Everything starts with the pevic nerves. We “lost” them in 1945 when we started using formalin to preserve them (instead of alcohol). There are two handfuls of nerves on either side of your pelvis – they are vulnerable to injury in labour, straining on the toilet or through surgical procedures.
(1) The lower half of the pregnant uterus contains injured nerves in a “halo” around thickened arterioles (blue vessel). The nerves do not extend to the placental bed but a “halo” of hyalinised cells (white) does so (pink vessel).
(2) Injured nerves induce purinergic, P2X3, “stretch” receptors (brown) in arteriolar walls (“early-onset” PET) and myometrium (“late-onset” PET).

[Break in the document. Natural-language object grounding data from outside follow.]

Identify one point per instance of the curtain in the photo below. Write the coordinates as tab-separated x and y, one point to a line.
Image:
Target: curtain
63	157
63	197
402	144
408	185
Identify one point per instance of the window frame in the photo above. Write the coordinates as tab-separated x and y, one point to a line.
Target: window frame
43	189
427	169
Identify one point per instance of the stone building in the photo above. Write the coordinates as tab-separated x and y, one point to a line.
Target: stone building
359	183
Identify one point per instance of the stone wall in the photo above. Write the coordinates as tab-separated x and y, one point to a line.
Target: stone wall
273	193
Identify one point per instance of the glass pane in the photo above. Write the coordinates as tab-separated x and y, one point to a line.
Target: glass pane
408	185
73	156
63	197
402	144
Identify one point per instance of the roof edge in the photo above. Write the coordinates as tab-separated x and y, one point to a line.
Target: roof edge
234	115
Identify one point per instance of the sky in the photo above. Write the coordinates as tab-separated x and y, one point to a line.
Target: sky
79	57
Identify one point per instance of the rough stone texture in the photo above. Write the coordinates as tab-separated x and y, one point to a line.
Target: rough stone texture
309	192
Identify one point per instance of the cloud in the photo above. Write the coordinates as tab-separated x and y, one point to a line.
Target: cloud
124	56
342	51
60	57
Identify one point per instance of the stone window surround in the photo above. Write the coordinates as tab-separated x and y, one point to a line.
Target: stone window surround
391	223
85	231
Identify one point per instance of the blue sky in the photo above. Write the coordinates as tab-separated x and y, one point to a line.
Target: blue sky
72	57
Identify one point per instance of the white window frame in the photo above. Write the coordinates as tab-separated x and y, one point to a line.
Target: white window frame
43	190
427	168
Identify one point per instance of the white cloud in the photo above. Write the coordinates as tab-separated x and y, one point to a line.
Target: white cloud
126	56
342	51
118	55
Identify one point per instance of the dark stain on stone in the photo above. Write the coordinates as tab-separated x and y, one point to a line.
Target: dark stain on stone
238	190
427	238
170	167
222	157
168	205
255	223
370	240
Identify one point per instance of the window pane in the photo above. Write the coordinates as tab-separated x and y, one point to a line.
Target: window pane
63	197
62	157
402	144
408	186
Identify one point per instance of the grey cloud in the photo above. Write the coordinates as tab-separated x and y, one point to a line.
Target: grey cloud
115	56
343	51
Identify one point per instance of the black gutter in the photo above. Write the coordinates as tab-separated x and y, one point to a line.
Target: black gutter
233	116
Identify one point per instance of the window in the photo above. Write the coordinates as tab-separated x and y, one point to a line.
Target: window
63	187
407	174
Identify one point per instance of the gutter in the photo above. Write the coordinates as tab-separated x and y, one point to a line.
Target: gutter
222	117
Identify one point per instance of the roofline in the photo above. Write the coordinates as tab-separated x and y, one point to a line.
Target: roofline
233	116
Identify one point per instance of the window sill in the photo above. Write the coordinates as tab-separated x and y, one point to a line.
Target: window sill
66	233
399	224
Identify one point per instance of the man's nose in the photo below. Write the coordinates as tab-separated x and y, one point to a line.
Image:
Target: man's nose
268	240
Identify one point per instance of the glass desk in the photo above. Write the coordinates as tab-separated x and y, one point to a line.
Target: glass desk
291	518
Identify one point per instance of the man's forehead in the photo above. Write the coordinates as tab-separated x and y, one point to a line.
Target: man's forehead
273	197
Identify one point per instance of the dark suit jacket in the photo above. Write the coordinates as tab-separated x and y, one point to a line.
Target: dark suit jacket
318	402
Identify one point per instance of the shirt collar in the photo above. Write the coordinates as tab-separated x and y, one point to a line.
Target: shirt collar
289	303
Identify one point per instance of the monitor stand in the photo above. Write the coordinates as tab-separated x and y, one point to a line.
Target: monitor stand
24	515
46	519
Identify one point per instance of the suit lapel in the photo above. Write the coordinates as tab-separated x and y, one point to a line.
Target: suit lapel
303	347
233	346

(3) Stretching injured uterine tissues releases proteins e.g. s-flt1, PlGF, etc and ATP. ATP is the neurotransmitter at purinergic “stretch” receptors that initiates a reflex between the uterus and kidneys (uterorenal reflex) that redistributes renal blood flow.
(4) Maternal renal artery waveforms show normal flow through different smaller arteries (A-C) but in preeclampsia (D-F) that flow is diminished. Pre- and postpartum waveforms provide evidence for a renal corticomedullary shunt in preeclampsia.
Proving all three elements of the pathway – P2X3 receptors, uterorenal reflex and renal corticomedullary shunt – may best be achieved by carrying out maternal renal artery Doppler studies during a Caesarean section. One might expect to see restoration of normal, maternal renal artery waveforms shortly after delivery of the baby (removal of the “stretch” stimulus”). Biopsy of the uterine lower segment (no need for placental bed biopsy) may demonstrate the concurrent presence of “purinergic”, P2X3 receptors (or, it may not).